30 октября не стало клирика Берлинской епархии протоиерея Леонида Цыпина. Он скончался после долгой и продолжительной болезни. В память о новопреставленном отце Леониде мы публикуем сегодня его рассказ о том, как его семья живет со своим сыном, больным синдромом Дауна.
Протоиерей Леонид Цыпин
Когда мы узнали, что у нас будет ребенок, пораженный синдромом Дауна, нам было очень трудно. Мы все время слышали лишь: «Сдайте», «Сдайте, сдайте...» А куда сдать? Не было садика, а в интернате они умирают к 16 годам.И это была основная причина, по которой я оказался в Германии. Вот там ситуация совершенно другая. Там по-другому рассматривают ситуацию, когда рождается больной ребенок.
В Германии болезнь рассматривают как следствие общественной ситуации. Ведь причины таких болезней всем известны. В каком возрасте раньше выходили замуж? В восемнадцать, девятнадцать, двадцать лет. Сегодня выходят замуж после тридцати лет, а еще учтите блудную жизнь, состояние блуда, «фройндшафта» в котором находятся 90% молодежи, если к 27 годам они заканчивают образование.
Поэтому мы видим эти генетические заболевания.
Когда рождается больной ребенок, общество принимает на себя заботу о нем. В каждом самом маленьком городке есть специализированные школы, где таких детей воспитывают совершенно бесплатно. Около дома малыша забирает автобус и отвозит в школу.
Там, в Киеве, все было совершенно ужасно. Я должен был крепко держать за руку сына, а если он вырывался, то включал «четвертую скорость», и догнать его можно было только с милицией.
Его можно было держать только дома, или летом на даче (но если дача «забаррикадирована»).
Ребенок с синдромом Дауна требует от всех членов семьи колоссальной внутренней работы: ведь это живой человек, и его надо как-то принять.
В Германии за нашего малыша взялись специалисты, и через год мы увидели результат: он начал ходить за ручку, он стал заходить в магазин, он стал пытаться общаться.
А когда мы получили приглашение на день рождения от другого такого мальчика, то просто расплакались. Оказывается, он член общества, он может общаться.
У моего сына тяжелое поражение, но есть разные степени болезни, и в Германии есть возможность работать людям с синдромом Дауна. Там они являются членами общества, работают на каком-нибудь заводе, точно также его сажают в автобус, привозят на работу, отвозят домой. Общество финансирует это.
Нам предложили общежитие для сына, сказав: «Вы ведь не вечные, будете на выходные забирать его. К тому же, ему будет не так тяжело».
И тут уже выбор встал перед членами семьи. Мой третий сын сказал: «Нет, нет, нет. Папа, не волнуйся, никакого общежития, я возьму его к себе. Сколько я буду жить, столько он будет жить у меня».
Он является нашей путеводной звездочкой. Он добрый, сообразительный мальчик. Да, он не такой как все. Да, он не получит образования. Но он человек. И это самое главное. И на каком основании его убивать, я не понимаю. Только потому, что он не такой?
Еще в Киеве у одного хорошего врача родился сын с ДЦП. И потом, когда мы, через много лет, встретились, мы сидели за столом общались, и его жена сказала: «Наш Мишенька - это счастье нашей семьи. Счастье! Он всем нам душу сделал мягче. Он смягчил нашу душу, ее озлобленность, формализм».
Не так просто рождаются больные дети. Самое простое - это их убить в утробе и сказать: «А у нас все здоровые. А у нас все хорошо».

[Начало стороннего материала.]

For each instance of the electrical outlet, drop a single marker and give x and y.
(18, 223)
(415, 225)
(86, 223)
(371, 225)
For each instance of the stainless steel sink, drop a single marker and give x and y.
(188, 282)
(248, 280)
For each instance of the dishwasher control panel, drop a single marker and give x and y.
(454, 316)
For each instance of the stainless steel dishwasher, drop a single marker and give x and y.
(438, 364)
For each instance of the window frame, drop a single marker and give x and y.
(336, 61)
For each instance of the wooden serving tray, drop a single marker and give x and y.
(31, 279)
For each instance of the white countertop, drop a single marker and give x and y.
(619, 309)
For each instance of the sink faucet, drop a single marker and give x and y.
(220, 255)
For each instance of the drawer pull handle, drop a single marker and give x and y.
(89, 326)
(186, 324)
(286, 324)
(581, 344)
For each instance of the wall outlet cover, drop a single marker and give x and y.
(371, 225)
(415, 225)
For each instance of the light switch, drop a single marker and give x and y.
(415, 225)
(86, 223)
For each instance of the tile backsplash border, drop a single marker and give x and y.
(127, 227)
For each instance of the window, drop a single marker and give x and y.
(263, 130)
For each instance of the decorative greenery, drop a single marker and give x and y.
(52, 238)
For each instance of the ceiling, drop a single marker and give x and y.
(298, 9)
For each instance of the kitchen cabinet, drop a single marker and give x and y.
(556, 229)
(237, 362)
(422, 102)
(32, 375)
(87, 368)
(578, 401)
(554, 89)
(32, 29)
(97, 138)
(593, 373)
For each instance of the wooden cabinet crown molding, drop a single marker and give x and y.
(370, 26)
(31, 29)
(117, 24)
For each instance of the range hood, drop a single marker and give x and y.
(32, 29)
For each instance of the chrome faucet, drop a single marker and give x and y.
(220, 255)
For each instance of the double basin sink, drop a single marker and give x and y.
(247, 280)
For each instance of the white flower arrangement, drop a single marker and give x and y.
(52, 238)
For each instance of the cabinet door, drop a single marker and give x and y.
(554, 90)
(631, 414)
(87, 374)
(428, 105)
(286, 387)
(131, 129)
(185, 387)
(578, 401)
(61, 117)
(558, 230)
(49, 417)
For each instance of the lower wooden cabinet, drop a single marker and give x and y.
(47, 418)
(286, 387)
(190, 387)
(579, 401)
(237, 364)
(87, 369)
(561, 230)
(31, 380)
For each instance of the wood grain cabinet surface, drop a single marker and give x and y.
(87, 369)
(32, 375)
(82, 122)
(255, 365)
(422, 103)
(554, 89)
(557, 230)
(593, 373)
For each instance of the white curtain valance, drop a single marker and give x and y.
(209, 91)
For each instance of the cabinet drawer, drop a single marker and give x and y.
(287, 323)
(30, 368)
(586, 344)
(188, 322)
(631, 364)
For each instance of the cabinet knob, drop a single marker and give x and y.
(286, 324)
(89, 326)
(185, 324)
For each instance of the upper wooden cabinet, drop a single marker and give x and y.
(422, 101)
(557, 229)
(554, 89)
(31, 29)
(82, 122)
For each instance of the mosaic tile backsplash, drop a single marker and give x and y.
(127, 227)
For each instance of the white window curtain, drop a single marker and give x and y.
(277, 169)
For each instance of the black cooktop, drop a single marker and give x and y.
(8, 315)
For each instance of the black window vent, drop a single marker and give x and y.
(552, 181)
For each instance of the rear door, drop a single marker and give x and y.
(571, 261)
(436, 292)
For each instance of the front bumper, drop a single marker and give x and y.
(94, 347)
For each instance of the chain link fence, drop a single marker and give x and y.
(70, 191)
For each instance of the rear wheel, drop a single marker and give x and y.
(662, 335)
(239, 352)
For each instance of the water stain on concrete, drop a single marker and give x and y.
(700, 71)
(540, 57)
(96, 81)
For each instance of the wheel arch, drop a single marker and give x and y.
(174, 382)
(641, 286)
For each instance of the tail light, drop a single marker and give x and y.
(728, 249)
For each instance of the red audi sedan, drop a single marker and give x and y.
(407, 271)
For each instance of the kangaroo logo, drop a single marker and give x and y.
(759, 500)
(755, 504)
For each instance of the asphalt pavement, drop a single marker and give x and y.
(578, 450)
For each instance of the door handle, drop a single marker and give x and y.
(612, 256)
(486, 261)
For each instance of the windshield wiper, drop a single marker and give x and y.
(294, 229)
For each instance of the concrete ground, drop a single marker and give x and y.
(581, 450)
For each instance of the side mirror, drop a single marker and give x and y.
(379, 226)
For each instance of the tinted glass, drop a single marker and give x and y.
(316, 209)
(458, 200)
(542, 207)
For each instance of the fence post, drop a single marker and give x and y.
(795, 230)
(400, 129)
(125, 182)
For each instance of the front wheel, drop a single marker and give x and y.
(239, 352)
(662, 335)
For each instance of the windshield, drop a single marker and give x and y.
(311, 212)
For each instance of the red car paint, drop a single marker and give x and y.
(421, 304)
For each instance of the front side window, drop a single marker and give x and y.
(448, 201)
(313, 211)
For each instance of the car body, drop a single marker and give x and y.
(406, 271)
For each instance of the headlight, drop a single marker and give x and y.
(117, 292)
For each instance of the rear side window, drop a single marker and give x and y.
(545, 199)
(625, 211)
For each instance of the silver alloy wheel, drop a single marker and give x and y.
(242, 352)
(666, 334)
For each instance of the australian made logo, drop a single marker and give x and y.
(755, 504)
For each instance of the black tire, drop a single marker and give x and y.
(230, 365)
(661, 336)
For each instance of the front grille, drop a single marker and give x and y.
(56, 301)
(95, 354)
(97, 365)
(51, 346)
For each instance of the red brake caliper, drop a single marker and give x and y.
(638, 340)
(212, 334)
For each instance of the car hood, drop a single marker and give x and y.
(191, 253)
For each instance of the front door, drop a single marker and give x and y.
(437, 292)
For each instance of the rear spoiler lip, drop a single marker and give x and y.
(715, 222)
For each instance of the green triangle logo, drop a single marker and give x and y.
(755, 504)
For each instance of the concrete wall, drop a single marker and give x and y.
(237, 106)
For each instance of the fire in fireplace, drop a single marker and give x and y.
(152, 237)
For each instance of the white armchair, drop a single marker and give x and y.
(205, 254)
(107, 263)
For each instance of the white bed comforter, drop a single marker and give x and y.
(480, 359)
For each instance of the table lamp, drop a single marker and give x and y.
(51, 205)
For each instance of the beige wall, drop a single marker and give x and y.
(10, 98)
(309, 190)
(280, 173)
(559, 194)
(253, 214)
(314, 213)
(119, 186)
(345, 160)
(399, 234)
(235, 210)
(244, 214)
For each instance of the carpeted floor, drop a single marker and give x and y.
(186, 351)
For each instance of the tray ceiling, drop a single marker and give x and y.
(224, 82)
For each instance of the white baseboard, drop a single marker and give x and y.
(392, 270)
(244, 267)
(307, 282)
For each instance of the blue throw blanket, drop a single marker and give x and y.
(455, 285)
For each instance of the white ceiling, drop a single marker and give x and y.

Это касается не только моей семьи - все общество должно воспринимать болезни таких детей, как результат собственной греховности, как последствия зла, в котором лежит мир, и, выхаживая таких детей, стараться это зло и греховность преодолеть.
В то же время, если пойти по легкому пути, как это делают, в частности, во Франции, то это приведет к нарастанию озлобленности в обществе, и последствия будут трагическими.
У России в связи с техническим прогрессом в области медицины скоро встанут эти же вопросы.